Mudança.
Eis aí um tema que me acompanha há anos.
Lá em 2005, escrevi uma crônica sobre Transmutar na Revista Mais que segue mais atual do que nunca.
Mais de uma década depois, o transmutar-se foi tema do meu primeiro romance, Num Sofá de Bolinhas – Amor & Terapia, lançado em agosto de 2019. Em sua busca pelo amor próprio, Babi, a protagonista dessa história, vive uma jornada de transformação e autoconhecimento que conquistou o coração de leitoras e leitores e esgotou nossa primeira tiragem em 40 dias. “O mudar, o transmutar-se é o ingrediente central da aventura da protagonista deste livro”, diz Ricardo Wainer, doutor em Psicologia e pioneiro em Terapia do Esquema no Brasil, que assina o prefácio da obra.

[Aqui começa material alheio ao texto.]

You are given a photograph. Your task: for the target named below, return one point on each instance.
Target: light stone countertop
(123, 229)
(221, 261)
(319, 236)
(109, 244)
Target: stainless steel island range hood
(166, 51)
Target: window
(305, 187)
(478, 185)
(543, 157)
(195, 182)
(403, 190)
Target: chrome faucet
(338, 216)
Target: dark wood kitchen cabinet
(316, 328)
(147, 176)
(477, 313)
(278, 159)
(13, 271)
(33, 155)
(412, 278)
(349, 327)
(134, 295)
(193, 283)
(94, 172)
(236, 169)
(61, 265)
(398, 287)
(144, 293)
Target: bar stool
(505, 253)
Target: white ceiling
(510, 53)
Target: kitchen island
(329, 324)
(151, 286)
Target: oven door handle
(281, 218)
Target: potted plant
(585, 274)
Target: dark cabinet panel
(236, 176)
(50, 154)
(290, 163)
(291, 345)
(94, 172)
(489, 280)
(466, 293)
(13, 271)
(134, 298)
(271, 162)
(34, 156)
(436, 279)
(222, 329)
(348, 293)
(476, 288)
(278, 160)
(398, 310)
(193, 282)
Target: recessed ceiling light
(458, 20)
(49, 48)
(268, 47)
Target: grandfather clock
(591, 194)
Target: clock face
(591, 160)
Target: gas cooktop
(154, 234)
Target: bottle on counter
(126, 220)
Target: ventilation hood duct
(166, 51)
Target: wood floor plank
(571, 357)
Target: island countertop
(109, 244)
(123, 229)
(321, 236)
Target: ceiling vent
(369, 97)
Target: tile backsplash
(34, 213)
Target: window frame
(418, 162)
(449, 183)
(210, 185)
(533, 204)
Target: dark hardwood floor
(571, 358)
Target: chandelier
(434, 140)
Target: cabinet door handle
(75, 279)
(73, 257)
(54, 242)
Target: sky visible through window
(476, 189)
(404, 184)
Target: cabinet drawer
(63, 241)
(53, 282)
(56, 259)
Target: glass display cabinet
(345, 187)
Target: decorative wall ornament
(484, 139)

Com o livro, eu também me transformei.
Lançar o romance Num Sofá de Bolinhas de forma independente me ensinou o que é (na prática) ser escritora indie. Divulguei e levei o livro para eventos, postei exemplares no Correio semanalmente, conversei e interagi com leitoras e leitores de todos os lugares, organizei sessões de autógrafos em espaços fora das livrarias, participei da minha primeira Feira do Livro em Porto Alegre e até criei um walking tour no Moinhos de Vento no Airbnb baseado na história da Babi – que acabou pausado devido à pandemia. Além disso, também criei artes no Canva para a divulgação do Sofá nas redes sociais (como essas abaixo) e convites para as sessões de autógrafos.

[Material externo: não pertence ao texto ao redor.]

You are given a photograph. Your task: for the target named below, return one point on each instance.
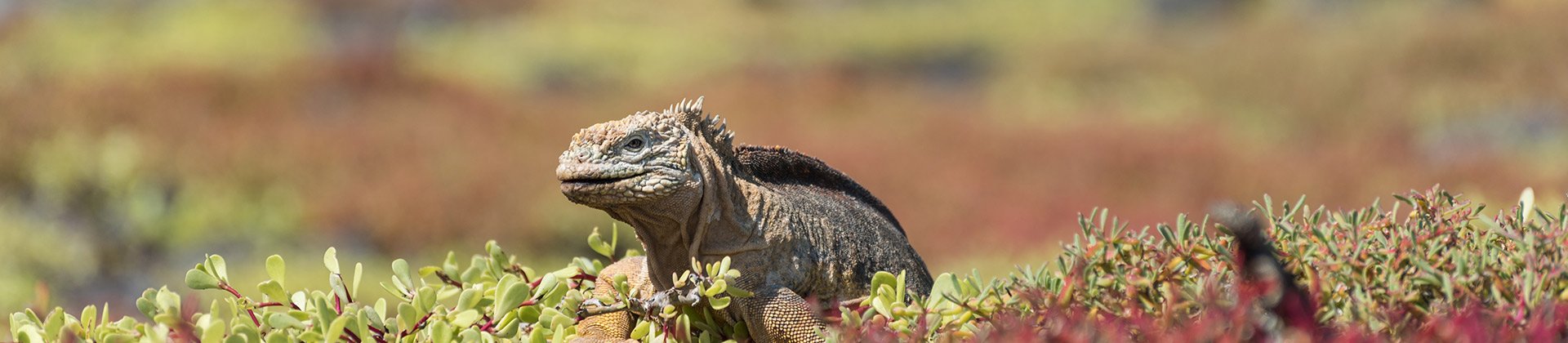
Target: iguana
(794, 228)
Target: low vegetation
(1428, 266)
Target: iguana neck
(703, 221)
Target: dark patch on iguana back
(784, 167)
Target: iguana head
(640, 158)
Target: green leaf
(218, 266)
(274, 268)
(598, 245)
(470, 298)
(274, 290)
(198, 279)
(511, 298)
(168, 301)
(400, 274)
(719, 303)
(465, 318)
(359, 270)
(719, 287)
(330, 259)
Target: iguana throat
(670, 176)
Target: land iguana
(794, 228)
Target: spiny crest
(714, 129)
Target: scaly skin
(795, 228)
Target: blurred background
(137, 135)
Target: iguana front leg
(615, 326)
(777, 314)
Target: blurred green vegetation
(151, 132)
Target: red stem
(225, 286)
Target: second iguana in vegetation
(794, 228)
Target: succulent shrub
(1429, 266)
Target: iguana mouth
(598, 180)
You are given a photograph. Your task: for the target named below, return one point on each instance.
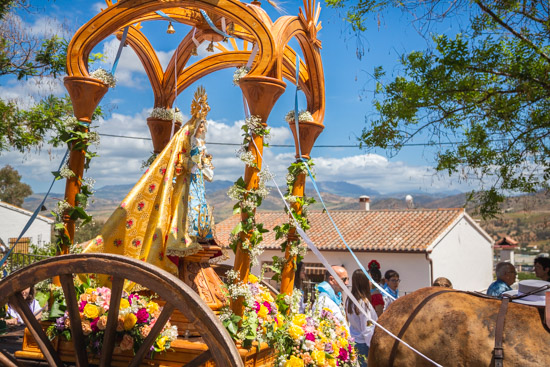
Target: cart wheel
(221, 348)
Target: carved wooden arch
(162, 83)
(127, 12)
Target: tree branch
(511, 30)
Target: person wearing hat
(506, 276)
(538, 298)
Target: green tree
(482, 96)
(12, 190)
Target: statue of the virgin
(166, 213)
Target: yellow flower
(152, 307)
(161, 342)
(266, 296)
(294, 362)
(299, 319)
(91, 311)
(295, 332)
(129, 321)
(252, 278)
(263, 312)
(319, 357)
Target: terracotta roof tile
(375, 230)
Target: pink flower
(93, 324)
(142, 316)
(82, 305)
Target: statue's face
(200, 130)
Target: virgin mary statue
(166, 213)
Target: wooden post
(261, 92)
(309, 131)
(85, 93)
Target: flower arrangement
(303, 115)
(105, 76)
(136, 317)
(239, 73)
(166, 114)
(261, 317)
(315, 339)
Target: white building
(420, 244)
(12, 221)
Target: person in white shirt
(28, 295)
(330, 294)
(361, 326)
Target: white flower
(65, 172)
(105, 76)
(239, 73)
(303, 115)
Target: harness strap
(408, 322)
(498, 351)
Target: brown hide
(458, 329)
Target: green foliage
(482, 97)
(12, 190)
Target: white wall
(413, 269)
(13, 220)
(465, 257)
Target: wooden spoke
(155, 331)
(23, 309)
(112, 321)
(8, 361)
(74, 316)
(200, 359)
(178, 295)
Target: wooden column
(309, 131)
(261, 92)
(85, 93)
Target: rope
(35, 214)
(324, 261)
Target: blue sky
(131, 101)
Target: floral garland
(261, 317)
(303, 115)
(166, 114)
(249, 200)
(75, 134)
(105, 76)
(239, 73)
(296, 247)
(136, 317)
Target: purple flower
(142, 316)
(82, 305)
(93, 325)
(268, 306)
(131, 298)
(343, 354)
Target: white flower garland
(166, 114)
(303, 115)
(105, 76)
(239, 73)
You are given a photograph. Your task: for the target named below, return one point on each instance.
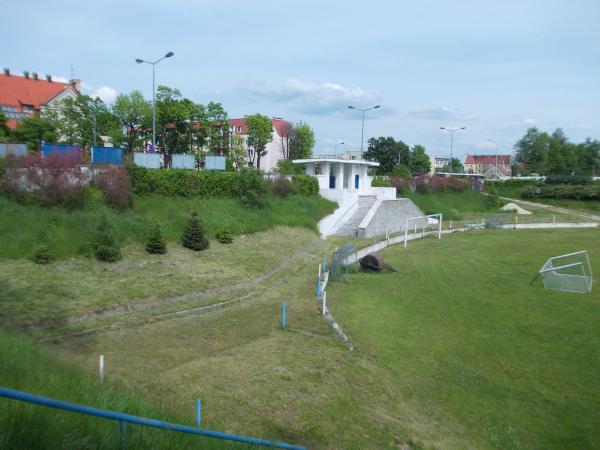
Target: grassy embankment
(69, 233)
(485, 359)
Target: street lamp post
(140, 61)
(452, 131)
(335, 147)
(362, 130)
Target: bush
(182, 182)
(114, 183)
(380, 182)
(567, 179)
(567, 191)
(194, 234)
(106, 246)
(282, 187)
(156, 244)
(55, 180)
(42, 255)
(401, 171)
(305, 185)
(224, 236)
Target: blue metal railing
(127, 418)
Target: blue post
(318, 286)
(198, 413)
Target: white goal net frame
(571, 272)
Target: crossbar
(153, 423)
(566, 266)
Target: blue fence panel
(107, 155)
(12, 148)
(48, 149)
(214, 163)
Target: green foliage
(33, 130)
(250, 187)
(106, 246)
(565, 191)
(224, 236)
(134, 113)
(42, 255)
(302, 141)
(260, 131)
(380, 181)
(194, 234)
(183, 183)
(388, 152)
(155, 243)
(305, 185)
(401, 171)
(418, 161)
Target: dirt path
(558, 209)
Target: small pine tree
(42, 255)
(155, 243)
(106, 246)
(194, 235)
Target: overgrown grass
(68, 233)
(453, 205)
(28, 367)
(474, 347)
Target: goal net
(571, 272)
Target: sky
(494, 67)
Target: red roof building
(492, 166)
(21, 96)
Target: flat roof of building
(359, 162)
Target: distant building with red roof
(275, 149)
(21, 96)
(491, 166)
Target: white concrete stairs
(350, 227)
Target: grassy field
(69, 233)
(447, 368)
(485, 359)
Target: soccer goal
(571, 272)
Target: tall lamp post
(362, 130)
(335, 147)
(452, 131)
(140, 61)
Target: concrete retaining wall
(389, 216)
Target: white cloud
(311, 98)
(439, 113)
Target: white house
(275, 148)
(363, 210)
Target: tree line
(182, 126)
(553, 154)
(396, 158)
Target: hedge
(570, 191)
(182, 182)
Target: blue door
(331, 181)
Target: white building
(364, 210)
(275, 148)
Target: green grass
(27, 366)
(69, 233)
(453, 205)
(486, 359)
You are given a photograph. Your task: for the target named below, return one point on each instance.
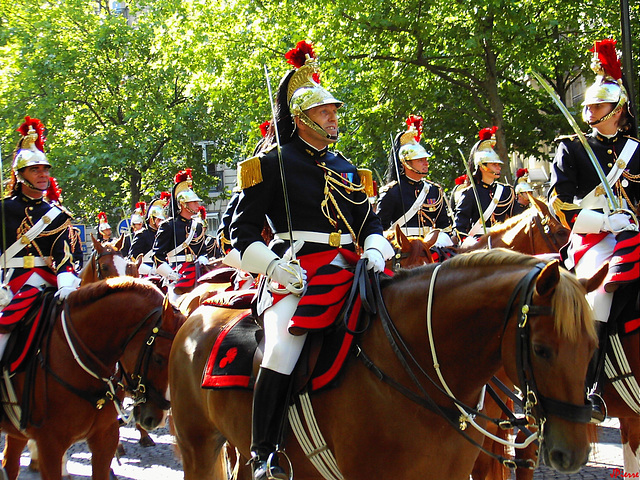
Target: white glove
(375, 260)
(288, 274)
(618, 222)
(5, 295)
(67, 283)
(202, 260)
(167, 272)
(146, 269)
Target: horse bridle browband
(98, 256)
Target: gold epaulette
(366, 178)
(249, 172)
(566, 137)
(387, 186)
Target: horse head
(554, 234)
(412, 251)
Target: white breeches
(599, 299)
(281, 349)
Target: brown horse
(107, 261)
(77, 386)
(364, 418)
(535, 231)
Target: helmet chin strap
(21, 179)
(607, 116)
(316, 128)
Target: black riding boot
(270, 403)
(594, 375)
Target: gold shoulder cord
(334, 182)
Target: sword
(475, 192)
(613, 202)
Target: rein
(135, 381)
(112, 382)
(96, 261)
(535, 402)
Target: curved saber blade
(475, 191)
(592, 156)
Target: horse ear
(119, 243)
(431, 238)
(590, 284)
(548, 278)
(402, 239)
(96, 243)
(167, 309)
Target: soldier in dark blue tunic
(143, 240)
(179, 244)
(330, 215)
(577, 198)
(414, 203)
(496, 199)
(36, 252)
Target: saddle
(28, 317)
(237, 351)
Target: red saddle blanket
(26, 317)
(231, 362)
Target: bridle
(115, 380)
(536, 407)
(135, 382)
(96, 260)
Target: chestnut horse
(107, 261)
(473, 329)
(77, 385)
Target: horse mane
(511, 222)
(95, 291)
(572, 313)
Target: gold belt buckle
(28, 261)
(334, 239)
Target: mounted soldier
(595, 191)
(496, 199)
(409, 200)
(179, 245)
(36, 252)
(142, 243)
(137, 225)
(522, 189)
(320, 214)
(104, 229)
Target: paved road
(160, 463)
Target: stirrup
(598, 408)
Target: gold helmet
(410, 148)
(103, 223)
(304, 90)
(608, 87)
(522, 181)
(157, 207)
(483, 152)
(138, 214)
(182, 192)
(30, 149)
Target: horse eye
(542, 351)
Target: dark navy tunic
(309, 174)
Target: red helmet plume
(487, 133)
(607, 57)
(415, 121)
(38, 126)
(53, 192)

E mês passado, minha segunda newsletter foi sobre a metamorfose das lagartas/borboletas.
Acredito que esse tema é tão presente no que faço pelo fato dos arquétipos da mudança e da transformação (associados aos planetas Urano e Plutão) serem fortes no meu universo interior, no meu mundo subjetivo. Na edição de hoje da newsletter, escrevi sobre isso, quando falei de uma palestra incrível que assisti do historiador cutural, psicólogo e astrólogo Richard Tarnas.
Com repertório que incluía Janes Joplin, Frank Sinatra, BB King e Joni Mitchel, para citar alguns, ele mostrou como aquilo que é mais associado a um artista, o que é mais característico nele, o que ele representa na cultura, são os arquétipos planetários mais fortes nele, no seu mapa da alma – escrevi lá.

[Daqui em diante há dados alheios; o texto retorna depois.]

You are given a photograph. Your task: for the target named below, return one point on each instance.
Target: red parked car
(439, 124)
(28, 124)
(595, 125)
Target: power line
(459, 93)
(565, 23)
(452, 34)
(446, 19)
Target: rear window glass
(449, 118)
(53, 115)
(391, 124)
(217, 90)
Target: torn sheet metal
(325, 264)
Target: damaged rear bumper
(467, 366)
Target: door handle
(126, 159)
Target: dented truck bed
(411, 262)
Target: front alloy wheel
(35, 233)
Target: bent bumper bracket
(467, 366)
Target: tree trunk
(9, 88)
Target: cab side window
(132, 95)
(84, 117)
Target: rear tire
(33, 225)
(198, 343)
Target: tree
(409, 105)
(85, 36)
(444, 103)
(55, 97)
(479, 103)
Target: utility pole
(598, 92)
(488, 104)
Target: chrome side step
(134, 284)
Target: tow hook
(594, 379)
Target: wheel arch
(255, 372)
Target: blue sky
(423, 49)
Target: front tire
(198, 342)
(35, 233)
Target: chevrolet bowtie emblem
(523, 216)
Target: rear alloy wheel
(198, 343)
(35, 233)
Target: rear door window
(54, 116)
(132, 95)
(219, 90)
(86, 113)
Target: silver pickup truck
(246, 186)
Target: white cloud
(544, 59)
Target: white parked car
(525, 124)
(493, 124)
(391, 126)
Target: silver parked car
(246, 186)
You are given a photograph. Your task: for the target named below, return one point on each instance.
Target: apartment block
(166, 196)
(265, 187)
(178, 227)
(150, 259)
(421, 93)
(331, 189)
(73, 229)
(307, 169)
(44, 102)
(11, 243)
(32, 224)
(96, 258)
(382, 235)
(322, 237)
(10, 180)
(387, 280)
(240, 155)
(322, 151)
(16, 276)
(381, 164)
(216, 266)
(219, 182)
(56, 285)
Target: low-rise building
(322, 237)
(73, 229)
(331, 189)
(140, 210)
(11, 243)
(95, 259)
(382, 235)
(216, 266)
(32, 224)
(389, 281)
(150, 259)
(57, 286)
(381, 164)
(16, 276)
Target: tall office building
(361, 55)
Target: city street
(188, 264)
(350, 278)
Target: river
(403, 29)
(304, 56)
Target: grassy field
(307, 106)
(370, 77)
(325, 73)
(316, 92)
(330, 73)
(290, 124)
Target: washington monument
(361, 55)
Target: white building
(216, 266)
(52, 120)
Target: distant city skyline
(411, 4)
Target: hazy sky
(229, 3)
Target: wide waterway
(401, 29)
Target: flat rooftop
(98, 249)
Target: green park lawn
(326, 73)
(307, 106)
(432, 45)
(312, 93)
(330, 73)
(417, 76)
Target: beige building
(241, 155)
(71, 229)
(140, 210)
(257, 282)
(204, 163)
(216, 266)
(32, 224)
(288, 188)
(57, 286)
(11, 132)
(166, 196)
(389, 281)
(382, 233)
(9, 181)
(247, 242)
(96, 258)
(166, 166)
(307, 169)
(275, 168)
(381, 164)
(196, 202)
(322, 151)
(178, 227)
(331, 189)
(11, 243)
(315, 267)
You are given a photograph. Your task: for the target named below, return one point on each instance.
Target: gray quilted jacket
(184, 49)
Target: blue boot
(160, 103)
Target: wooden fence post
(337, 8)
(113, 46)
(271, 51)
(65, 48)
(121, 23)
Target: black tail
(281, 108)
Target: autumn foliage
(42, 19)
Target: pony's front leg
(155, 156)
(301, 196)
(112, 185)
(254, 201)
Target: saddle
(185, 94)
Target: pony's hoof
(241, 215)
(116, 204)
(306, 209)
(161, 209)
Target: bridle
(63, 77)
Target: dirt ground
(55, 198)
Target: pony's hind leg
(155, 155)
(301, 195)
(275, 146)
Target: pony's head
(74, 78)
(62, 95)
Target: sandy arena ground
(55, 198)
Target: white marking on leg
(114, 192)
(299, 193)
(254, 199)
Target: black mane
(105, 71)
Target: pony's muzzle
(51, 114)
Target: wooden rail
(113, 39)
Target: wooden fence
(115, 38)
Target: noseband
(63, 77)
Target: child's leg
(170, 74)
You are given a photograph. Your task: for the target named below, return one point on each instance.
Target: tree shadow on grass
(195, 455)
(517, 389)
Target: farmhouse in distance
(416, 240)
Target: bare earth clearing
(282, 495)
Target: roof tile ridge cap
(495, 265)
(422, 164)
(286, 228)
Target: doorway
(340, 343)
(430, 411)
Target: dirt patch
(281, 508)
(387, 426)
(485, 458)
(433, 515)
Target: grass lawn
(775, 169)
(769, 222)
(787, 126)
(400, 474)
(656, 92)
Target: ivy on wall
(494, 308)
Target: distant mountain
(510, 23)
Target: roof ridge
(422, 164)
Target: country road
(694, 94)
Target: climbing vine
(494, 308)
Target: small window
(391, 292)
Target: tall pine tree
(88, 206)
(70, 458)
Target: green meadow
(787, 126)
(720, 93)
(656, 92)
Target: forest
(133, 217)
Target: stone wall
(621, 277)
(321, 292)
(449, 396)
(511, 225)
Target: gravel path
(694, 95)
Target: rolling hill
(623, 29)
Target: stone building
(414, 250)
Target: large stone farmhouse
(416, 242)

Pra mim, essa é uma das potências da astrologia: nos ajudar a compreender o que é mais forte em nós e aciona o nosso poder criativo e cocriador (cocriador no sentido de criar em parceria com a vida, com aquilo que o momento que atravessamos propõe). E para ajudar mais mulheres a terem consciência dessas forças, dessas figuras que nos habitam, estou preparando um curso de astrologia para autogestão e autopercepção, que parte da ideia de reconhecer e nomear essas forças e identificar quais predominam em nós.
Estou muito animada e espero, em breve, apresentar aqui.